1 of 18

Measurement, Testing, & Scoring

Conformance - An Introduction

1

2 of 18

Goal

Goal: To review measurement, testing and scoring in FPWD along with the issues raised on the forward public working draft

Context: We will use alt text as the example to discuss the challenges today, but the broader conversation is about measuring

2

3 of 18

Terminology

  • Measuring
    • Used to determine success or failure at the most granular level
    • How do we measure success?
  • Testing
    • Methodology used to measure success or failure
  • Scoring
    • The process of taking the results of measuring (aka measurements) and aggregating them into an score
  • Conformance
    • How well a resulting score matches the set of requirements set out in the conformance document
  • View
    • All content visually or programmatically available without a substantive change.
    • Views vary based on the technology being tested. While these guidelines provide guidance on scoping a view, the tester will determine what constitutes a view, and describe it. Views will often vary by technology. Views typically include state permutations that are based on that view such as dialogs and alerts, but some states may deserve to be treated as separate views.

3

4 of 18

Relevant Requirements

  • Multiple ways to measure
    • All WCAG 3.0 guidance has tests or procedures so that the results can be verified. In addition to the current true/false success criteria, other ways of measuring (for example, rubrics, sliding scale, task-completion, user research with people with disabilities, and more) can be used where appropriate so that more needs of people with disabilities can be included.
  • Technology Neutral
    • Guidance should be expressed in generic terms so that they may apply to more than one platform or technology. The intent of technology-neutral wording is to provide the opportunity to apply the core guidelines to current and emerging technology, even if specific technical advice doesn't yet exist.
  • Motivation
    • The Guidelines motivate organizations to go beyond minimal accessibility requirements by providing a scoring system that rewards organizations which demonstrate a greater effort to improve accessibility.
  • Regulatory Environment
    • The Guidelines provide broad support, including
    • Structure, methodology, and content that facilitates adoption into law, regulation, or policy, and
    • clear intent and transparency as to purpose and goals, to assist when there are questions or controversy.
  • Requirements Document

4

5 of 18

Atomic Tests vs. Holistic Tests (FPWD)

Atomic Tests

Atomic tests evaluate content, often at an object level, for accessibility. Atomic tests include the existing tests that support A, AA, and AAA success criteria in WCAG 2.X. They also include tests that may require additional context or expertise beyond tests that fit within the WCAG 2.X structure. In WCAG 3.0, atomic tests are used to test both processes and views. Test results are then aggregated across the selected views. Critical errors within selected processes are also totaled. Successful results of the atomic tests are used to reach a Bronze rating.

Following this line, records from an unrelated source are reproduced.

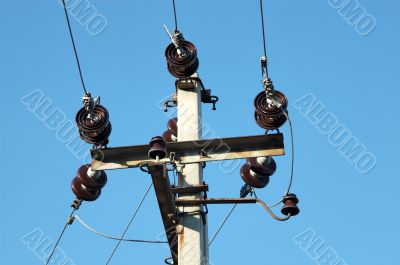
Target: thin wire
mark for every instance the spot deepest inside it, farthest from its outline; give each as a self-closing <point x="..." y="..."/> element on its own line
<point x="175" y="17"/>
<point x="59" y="238"/>
<point x="223" y="223"/>
<point x="73" y="45"/>
<point x="117" y="238"/>
<point x="129" y="224"/>
<point x="292" y="144"/>
<point x="264" y="38"/>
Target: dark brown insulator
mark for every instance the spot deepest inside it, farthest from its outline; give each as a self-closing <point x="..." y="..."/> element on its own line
<point x="167" y="136"/>
<point x="97" y="182"/>
<point x="256" y="167"/>
<point x="256" y="182"/>
<point x="157" y="148"/>
<point x="182" y="66"/>
<point x="172" y="126"/>
<point x="270" y="117"/>
<point x="290" y="205"/>
<point x="84" y="193"/>
<point x="94" y="127"/>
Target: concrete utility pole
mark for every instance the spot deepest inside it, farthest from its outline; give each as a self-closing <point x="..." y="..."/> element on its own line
<point x="192" y="229"/>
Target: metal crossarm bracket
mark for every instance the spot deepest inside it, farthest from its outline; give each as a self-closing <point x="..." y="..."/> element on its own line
<point x="191" y="151"/>
<point x="167" y="206"/>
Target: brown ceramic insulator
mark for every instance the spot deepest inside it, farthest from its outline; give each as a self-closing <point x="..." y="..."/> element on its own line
<point x="172" y="126"/>
<point x="94" y="127"/>
<point x="97" y="182"/>
<point x="171" y="135"/>
<point x="267" y="116"/>
<point x="255" y="182"/>
<point x="182" y="66"/>
<point x="157" y="148"/>
<point x="84" y="193"/>
<point x="167" y="136"/>
<point x="290" y="205"/>
<point x="98" y="138"/>
<point x="267" y="170"/>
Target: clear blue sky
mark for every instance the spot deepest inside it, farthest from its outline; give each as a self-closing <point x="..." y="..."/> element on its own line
<point x="312" y="49"/>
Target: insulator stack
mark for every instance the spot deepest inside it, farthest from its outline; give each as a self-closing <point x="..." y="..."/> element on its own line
<point x="290" y="205"/>
<point x="182" y="61"/>
<point x="87" y="184"/>
<point x="157" y="148"/>
<point x="94" y="126"/>
<point x="171" y="135"/>
<point x="256" y="171"/>
<point x="269" y="113"/>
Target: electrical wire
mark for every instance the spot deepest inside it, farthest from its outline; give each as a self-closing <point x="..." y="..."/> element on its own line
<point x="74" y="47"/>
<point x="222" y="224"/>
<point x="264" y="38"/>
<point x="286" y="113"/>
<point x="175" y="17"/>
<point x="117" y="238"/>
<point x="60" y="236"/>
<point x="129" y="224"/>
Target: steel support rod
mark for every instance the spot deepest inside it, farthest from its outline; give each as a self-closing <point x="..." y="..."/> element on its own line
<point x="192" y="231"/>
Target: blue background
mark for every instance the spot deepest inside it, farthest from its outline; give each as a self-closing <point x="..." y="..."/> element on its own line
<point x="311" y="49"/>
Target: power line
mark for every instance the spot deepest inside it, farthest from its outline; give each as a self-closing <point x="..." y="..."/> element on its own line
<point x="223" y="223"/>
<point x="129" y="224"/>
<point x="61" y="235"/>
<point x="292" y="155"/>
<point x="73" y="45"/>
<point x="117" y="238"/>
<point x="175" y="17"/>
<point x="264" y="38"/>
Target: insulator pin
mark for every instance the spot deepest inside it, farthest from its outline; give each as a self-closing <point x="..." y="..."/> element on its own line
<point x="269" y="112"/>
<point x="94" y="126"/>
<point x="256" y="174"/>
<point x="157" y="148"/>
<point x="290" y="205"/>
<point x="171" y="135"/>
<point x="182" y="64"/>
<point x="88" y="187"/>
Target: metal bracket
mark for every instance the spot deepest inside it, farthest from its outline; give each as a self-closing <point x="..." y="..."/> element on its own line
<point x="165" y="198"/>
<point x="191" y="151"/>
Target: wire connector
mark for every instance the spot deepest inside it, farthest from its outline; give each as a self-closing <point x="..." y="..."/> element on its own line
<point x="89" y="102"/>
<point x="177" y="39"/>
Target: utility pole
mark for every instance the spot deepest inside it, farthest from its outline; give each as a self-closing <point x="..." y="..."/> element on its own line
<point x="192" y="229"/>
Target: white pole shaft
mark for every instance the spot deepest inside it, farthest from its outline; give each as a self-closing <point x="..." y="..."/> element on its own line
<point x="192" y="237"/>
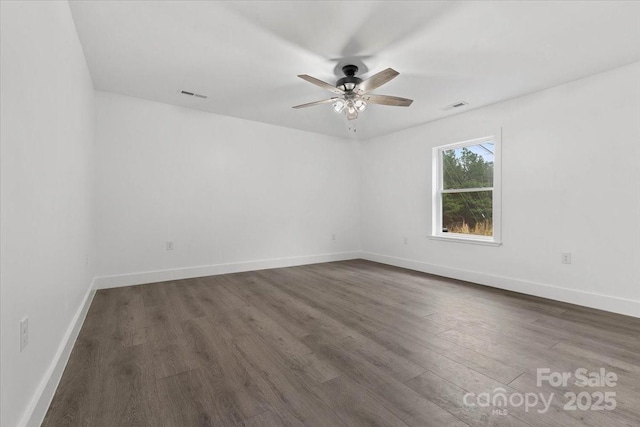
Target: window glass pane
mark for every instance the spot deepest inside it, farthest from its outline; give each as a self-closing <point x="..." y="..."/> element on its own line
<point x="468" y="167"/>
<point x="468" y="213"/>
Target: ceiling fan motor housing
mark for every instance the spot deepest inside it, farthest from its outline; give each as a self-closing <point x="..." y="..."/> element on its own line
<point x="349" y="82"/>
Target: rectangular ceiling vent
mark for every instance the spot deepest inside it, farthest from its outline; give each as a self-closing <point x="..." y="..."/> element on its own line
<point x="197" y="95"/>
<point x="458" y="104"/>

Atomic tests may be automated or manual. Automated evaluation can be completed without human assistance. These tests allow for a larger scope to be tested but automated evaluation alone cannot determine accessibility. Over time, the number of accessibility tests that can be automated is increasing, but manual testing is still required to evaluate most methods at this time.

Holistic Tests

Holistic tests include assistive technology testing, user-centered design methods, and both user and expert usability testing. Holistic testing applies to the entire declared scope and often uses the declared processes to guide the tests selected.

5

6 of 18

Atomic, Automated Tests for Functional Images (FPWD)

Procedure for HTML

  • Run an automated test that displays the text alternative (or accessible name) for images.
  • Check that functional, informative, and images of text have alternative text that serves an equivalent purpose of the image
    • Functional images describe the function
    • Informative images describe the image
    • Images of text repeat the text or the equivalent purpose of the text.
  • Check that decorative images are appropriately coded (see “Decorative Images” method) so they are hidden to assistive technology.

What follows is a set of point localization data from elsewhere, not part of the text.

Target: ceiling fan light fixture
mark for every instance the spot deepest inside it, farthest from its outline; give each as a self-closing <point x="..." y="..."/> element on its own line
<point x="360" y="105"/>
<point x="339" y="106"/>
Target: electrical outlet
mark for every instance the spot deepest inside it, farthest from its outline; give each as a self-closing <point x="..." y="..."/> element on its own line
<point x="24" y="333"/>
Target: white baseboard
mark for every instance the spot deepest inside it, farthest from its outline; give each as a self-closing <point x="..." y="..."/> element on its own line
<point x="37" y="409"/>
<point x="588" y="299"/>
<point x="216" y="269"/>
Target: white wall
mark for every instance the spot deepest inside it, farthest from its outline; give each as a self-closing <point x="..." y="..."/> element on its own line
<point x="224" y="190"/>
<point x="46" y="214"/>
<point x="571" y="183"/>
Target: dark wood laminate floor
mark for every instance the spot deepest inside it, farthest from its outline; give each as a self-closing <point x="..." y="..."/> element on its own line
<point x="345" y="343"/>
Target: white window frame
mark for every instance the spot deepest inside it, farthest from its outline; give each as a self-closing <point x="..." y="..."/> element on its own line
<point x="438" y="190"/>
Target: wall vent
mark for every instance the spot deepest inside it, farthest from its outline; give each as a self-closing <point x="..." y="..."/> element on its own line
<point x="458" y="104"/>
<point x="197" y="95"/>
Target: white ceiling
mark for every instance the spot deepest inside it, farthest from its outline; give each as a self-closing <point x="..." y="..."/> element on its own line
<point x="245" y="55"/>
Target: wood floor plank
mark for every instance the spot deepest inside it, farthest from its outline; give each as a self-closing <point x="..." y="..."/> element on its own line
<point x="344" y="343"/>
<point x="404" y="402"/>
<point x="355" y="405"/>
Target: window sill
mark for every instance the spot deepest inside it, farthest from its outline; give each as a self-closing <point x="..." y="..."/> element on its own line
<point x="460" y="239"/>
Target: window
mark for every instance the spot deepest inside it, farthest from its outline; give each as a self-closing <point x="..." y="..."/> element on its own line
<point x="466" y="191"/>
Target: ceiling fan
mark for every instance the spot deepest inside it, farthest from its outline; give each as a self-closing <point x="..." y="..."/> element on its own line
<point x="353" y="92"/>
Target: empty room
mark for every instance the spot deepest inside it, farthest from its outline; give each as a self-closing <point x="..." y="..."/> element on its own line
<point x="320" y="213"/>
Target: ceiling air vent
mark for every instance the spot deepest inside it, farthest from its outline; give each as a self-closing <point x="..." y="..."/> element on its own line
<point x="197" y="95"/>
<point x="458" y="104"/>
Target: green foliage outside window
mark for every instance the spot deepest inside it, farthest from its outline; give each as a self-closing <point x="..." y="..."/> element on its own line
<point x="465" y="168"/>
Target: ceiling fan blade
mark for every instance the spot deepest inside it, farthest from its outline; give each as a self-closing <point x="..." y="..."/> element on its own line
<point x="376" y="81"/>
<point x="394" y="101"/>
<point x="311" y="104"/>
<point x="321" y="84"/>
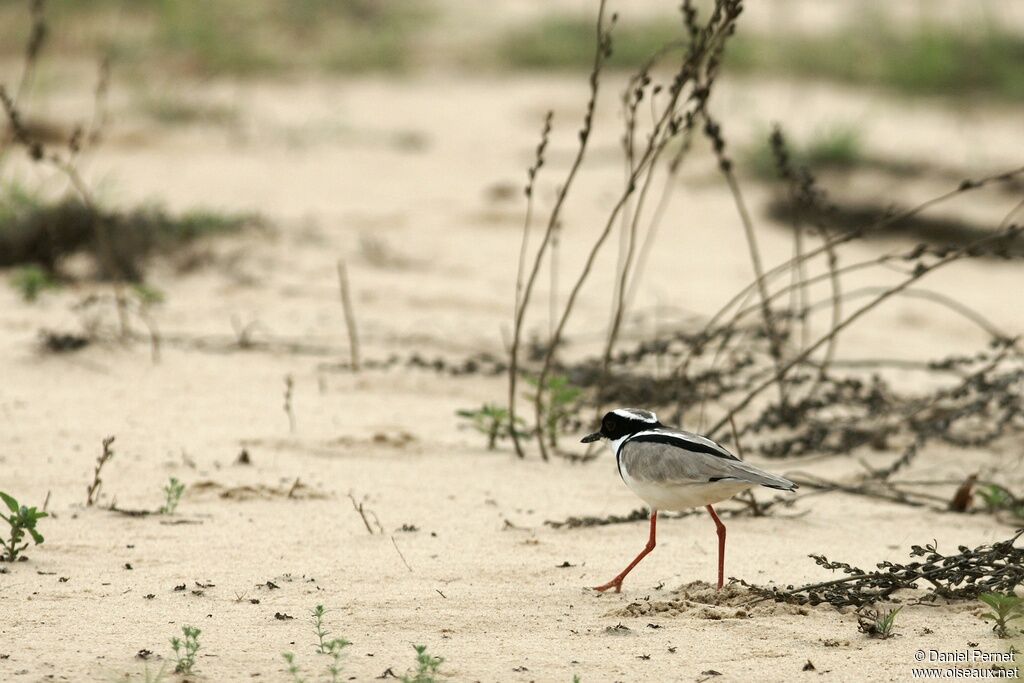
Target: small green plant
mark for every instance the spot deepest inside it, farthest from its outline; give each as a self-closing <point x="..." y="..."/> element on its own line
<point x="1006" y="608"/>
<point x="92" y="491"/>
<point x="426" y="667"/>
<point x="172" y="496"/>
<point x="320" y="629"/>
<point x="837" y="146"/>
<point x="293" y="669"/>
<point x="334" y="647"/>
<point x="22" y="519"/>
<point x="562" y="404"/>
<point x="493" y="421"/>
<point x="184" y="650"/>
<point x="877" y="624"/>
<point x="997" y="498"/>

Expected Results: Check #2 and #3 are true.

6

Procedure for Technology Agnostic

  • Examine each image in the content.
  • Check that each image that conveys meaning has its text alternative.
  • If the image contains text that is not purely decorative, the text alternative contains the same text.
  • If it is within a link together with text, check that it is implemented to be ignored by assistive technology or the text alternative describes the image and supplements the link text.
  • If it is a button, check that the text alternative indicates the button's function.

Expected Results: Checks #2 and #3, or #2 and #4, or #2 and #5 are true.

Unit Tested: All Images

Measurement: Percentage (# passed/total # of img elements for all images)

  • This test is measured by the number of img elements in the HTML document or the number of images in non-HTML content being tested.
  • The percentage test result is the number passed divided by the total number of img elements or images.

7 of 18

Atomic, Manual Tests for Functional Images (FPWD)

Procedure for HTML

  • Examine each img element in the content
  • Check that each img element which conveys meaning contains an alt attribute.
  • If the image contains text that is not purely decorative, the value of the alt attribute is the same as the text.
  • If it is within a link together with text, check that an img element within an a element has either a null alt attribute value or a value that supplements the link text and describes the image
  • If it is a button, check that the text alternative indicates the button's function.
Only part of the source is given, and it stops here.